Note (Macro): Wall-clock scroll duration and the estimated cost per item include the full cost of each list row — not only sdp / dimension resolution, but also Compose composition (or View inflation/layout) and drawing for that item. The macro numbers therefore reflect realistic UI work, not isolated math/cache timing.

Baseline Metrics (Snapdragon 888 · SM8350 · Android 14):

Runner Metric Result JIT State
Micro Combined Avg ~619 ns Cold
Micro Combined Avg ~303 ns Warm (await)
Micro Combined Avg ~260 ns Hot (steady-state)
Micro sdp/hdp/wdp (bypass) ~2 ns Hot
Micro sdpa (cache lookup) ~35 ns Hot
Macro Scroll Duration (1k items) ~996 ms Fluid
Macro Est. Cost per item ~996 µs Fluid

Release + minify + R8 (same harness family): micro combined average ~125 ns – ~155 ns per cycle (contrast ~260 ns hot steady-state above on debug without minify). Macro per-item estimate under R8 ~367 ns – ~380 ns (see methodology note at the top of this document—distinct from ~996 µs per row in the debug table, which includes full row composition/layout/draw).

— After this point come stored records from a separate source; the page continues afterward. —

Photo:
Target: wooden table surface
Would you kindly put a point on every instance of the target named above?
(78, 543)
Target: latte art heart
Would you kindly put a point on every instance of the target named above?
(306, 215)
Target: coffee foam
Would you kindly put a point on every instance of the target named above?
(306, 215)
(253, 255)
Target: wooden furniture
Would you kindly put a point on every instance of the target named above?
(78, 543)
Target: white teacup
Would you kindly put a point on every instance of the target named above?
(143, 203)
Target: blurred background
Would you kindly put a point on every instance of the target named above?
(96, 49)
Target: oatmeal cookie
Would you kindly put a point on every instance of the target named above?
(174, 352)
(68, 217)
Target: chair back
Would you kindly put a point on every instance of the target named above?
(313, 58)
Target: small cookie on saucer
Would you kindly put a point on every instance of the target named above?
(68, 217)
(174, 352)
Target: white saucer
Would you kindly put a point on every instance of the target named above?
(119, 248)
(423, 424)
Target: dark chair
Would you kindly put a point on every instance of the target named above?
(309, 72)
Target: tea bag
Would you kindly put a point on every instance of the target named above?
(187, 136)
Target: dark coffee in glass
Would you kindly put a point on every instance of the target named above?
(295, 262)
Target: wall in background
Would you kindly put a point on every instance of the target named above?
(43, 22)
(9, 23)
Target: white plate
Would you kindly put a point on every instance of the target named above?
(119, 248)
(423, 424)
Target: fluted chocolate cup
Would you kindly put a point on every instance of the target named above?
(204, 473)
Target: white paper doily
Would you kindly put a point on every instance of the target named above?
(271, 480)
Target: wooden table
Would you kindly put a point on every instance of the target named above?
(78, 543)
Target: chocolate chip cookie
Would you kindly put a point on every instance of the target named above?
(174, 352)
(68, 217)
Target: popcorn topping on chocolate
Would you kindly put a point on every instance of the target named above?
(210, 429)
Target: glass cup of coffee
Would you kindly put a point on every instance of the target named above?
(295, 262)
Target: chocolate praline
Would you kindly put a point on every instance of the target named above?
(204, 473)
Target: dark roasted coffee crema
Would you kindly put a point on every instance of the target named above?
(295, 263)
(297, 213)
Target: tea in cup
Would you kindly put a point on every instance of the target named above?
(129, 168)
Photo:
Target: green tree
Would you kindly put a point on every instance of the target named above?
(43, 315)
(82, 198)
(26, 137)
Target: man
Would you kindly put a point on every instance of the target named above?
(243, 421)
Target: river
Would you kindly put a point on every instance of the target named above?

Steady-state performance: ~260 ns combined average per 4-call cycle (hot JIT, dashboard capture · 2026-04-03).

Warm-up Chart Interpretation

ns/resolution (Combined Avg)
619 │ ●  Cold Start
    │
303 │    ●  JIT warming (await)
    │
260 │       ●  JIT hot (steady-state)
    └─────────────────────────────────
       run 1    run 2    run 3

The decay from ~619 → ~260 ns is the expected behavior of the ART JIT as hot paths compile and inline:

Note: With Profile Guided Optimization (PGO), cold-run penalties are reduced — steady-state remains near ~260 ns for this workload on SM8350-class hardware.

Context with BenchmarkActivity (Compose + View + 1000 items)

The stress test measures:

totalNs / (repeatCount * 4)   // = totalNs / 40,000 resolutions

Each “resolution” is one of the 4 calls:

Mixed bypass (sdp / hdp / wdp) and AR cache (sdpa) paths contribute to the ~260 ns hot steady-state average per 4-call cycle (hash, sharded lookup, and bypass math, inclusive of dispatch overhead in the activity harness).


graph TD
    A[UI / Code Call] --> B{Cache Enabled?}
    B -- No --> Z[Compute Directly]
    B -- Yes --> C{Bypass-eligible & No-AR?}
    C -- Yes --> D["Fast Math Direct Return (~2ns)"]
    C -- No --> E[getOrPutInternal]
    E --> F["Hash Key → ShardWrapper[i]<br/>(Isolated 128-byte padding)"]
    F --> G{Key Match?}
    G -- Hit --> H["Return Float.fromBits (~5-35ns)"]
    G -- Miss --> I[Compute Once & Write Back]
    I --> H
    D --> H
    J["ScreenFactors<br/>(Padded @Volatile)"] -.reads.-> E

6. Simple Calculations Faster Than Cache

For CalcType values of AUTO, FLUID, PERCENT, and SCALED without Aspect Ratio (applyAspectRatio = false), DimenCache.getOrPut() immediately returns compute() without touching the sharded arrays.

The scaling formula for these types reduces to: baseValue × scale (a single float multiply). Measured cost on Snapdragon 888: ~2 ns (multiply) vs ~5 ns (hash + atomic lookup). The cache adds overhead for these paths — bypassing it is ~2.5× faster.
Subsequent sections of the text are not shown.